Now, all of that might seem contradictory. And it is, to some extent. At the very least, it is unconventional. I was musing over this topic the other day and came to a couple of conclusions. One reason I write what I do is because I’ve always had morbid fascinations. Ever since I was a kid I’ve been into this stuff. A second is that it acts as kind of a release valve, a way to express more negative emotions in a safe way. But the primary reason I write what I do is the personal quality that led me to both science and Buddhism: curiosity.
I am an avid learner. I want to know as much as I can about this crazy world before I leave it. How we got here, why we are here, and why things are the way they are. Spirituality and science are two ways of knowing that, contrary to popular belief, do not have to be mutually exclusive. One explains why, the other how. You can do both at once–I am living proof of that.
But while that might explain the content of my blog, you might be asking how curiosity has anything to do with writing horror and fantasy. That is because curiosity comes hand in hand with another quality: imagination. The two are inseparable because curiosity inevitably leads you to ask questions about the world around you, and to question in the first place takes imagination. But eventually it takes you further than that–you begin to ask not about what is, but what could be. Could there really be a world where humans can fling fireballs and dragons take wing? If so, what would that be like? Or, what if ghosts were really real? What would be the implications? What if corpses could walk again?
With a head full of questions like that, the next natural progression is to go about answering them. For me that was a combination of reading stories in the fantasy and horror genres, and of course writing my own stories. Really, writing fiction is an act of discovery, another way that the human mind strives to understand both the world without and the world within. Careful though. This way, there be monsters.
As a Christian I have also gone through some of these same thought processes since I write about Serial Killers. I tend to look at it as a way to showcase hope. Hope burnes the brightest when it’s the darkest. :-)

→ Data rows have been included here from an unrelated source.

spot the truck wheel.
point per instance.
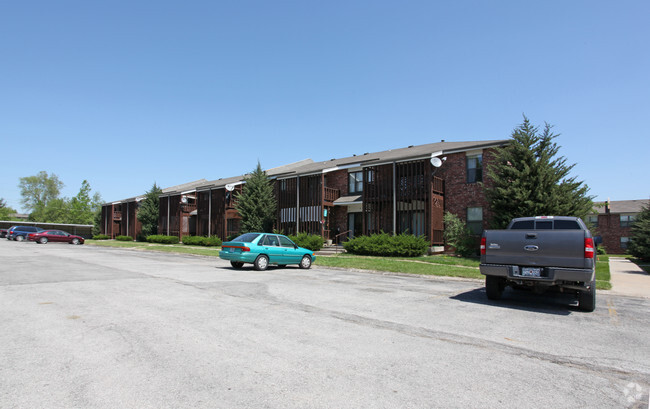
(494, 287)
(587, 299)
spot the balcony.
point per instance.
(188, 208)
(331, 195)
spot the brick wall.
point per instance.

Interesting perspective! For me, they’re just a part of life, if an ugly one. We need to embrace reality as it is, good bad and ugly, to function in this crazy world of ours, haha
I find writing horror cathartic. It releases the darker elements festering inside much as a valve releases steam. It also gives me a better outlook on the world, because it reminds me that there are considerably worse things in the world than whatever I am experiencing at the moment. Writing horror makes me realize just how good my life is. I believe strongly in certain philosophical principles of Taoism, particularly about how balance in life must be maintained. If writing horror does not help me find the balance between the good of my life and the evil of the rest of the world, then it helps me at least recognize it. Though I must admit, that there are times that the horror I dream up is so very dark that it scares even me. At those times, I put away the horror and relish the beauty of life.
Horror writing is indeed very cathartic. I agree that the darker impulses need to be indulged in a safe way now and then. I think that is part of why the zombie genre is so popular nowadays, especially in video games–it’s guilt free cathartic devastation. And you are definitely right that sometimes you need to shut the monsters back into their cages and take a walk in the daylight sometimes.
I enjoyed this post. I also have wondered why or how I or anyone can be interested in such morbid and sometimes vicious things. I came to similar conclusions in terms of it being a release valve and cathartic. According to Jung, we all have a Shadow side and it’s better we release it in a creative action like writing rather than harming someone. Also we are naturally drawn to the extreme because they are unknowns and we humans can’t resist a puzzle or a question without an answer.
Keep bringing the interesting content!
I hadn’t thought of things according to Jung, but that makes a lot of sense. It’s much healthier to just admit we have a dark side and manage it, rather than repress it. That’s why people who are in horror tend to be very compassionate, kind people. They have seen the monster, and it is us, as it were.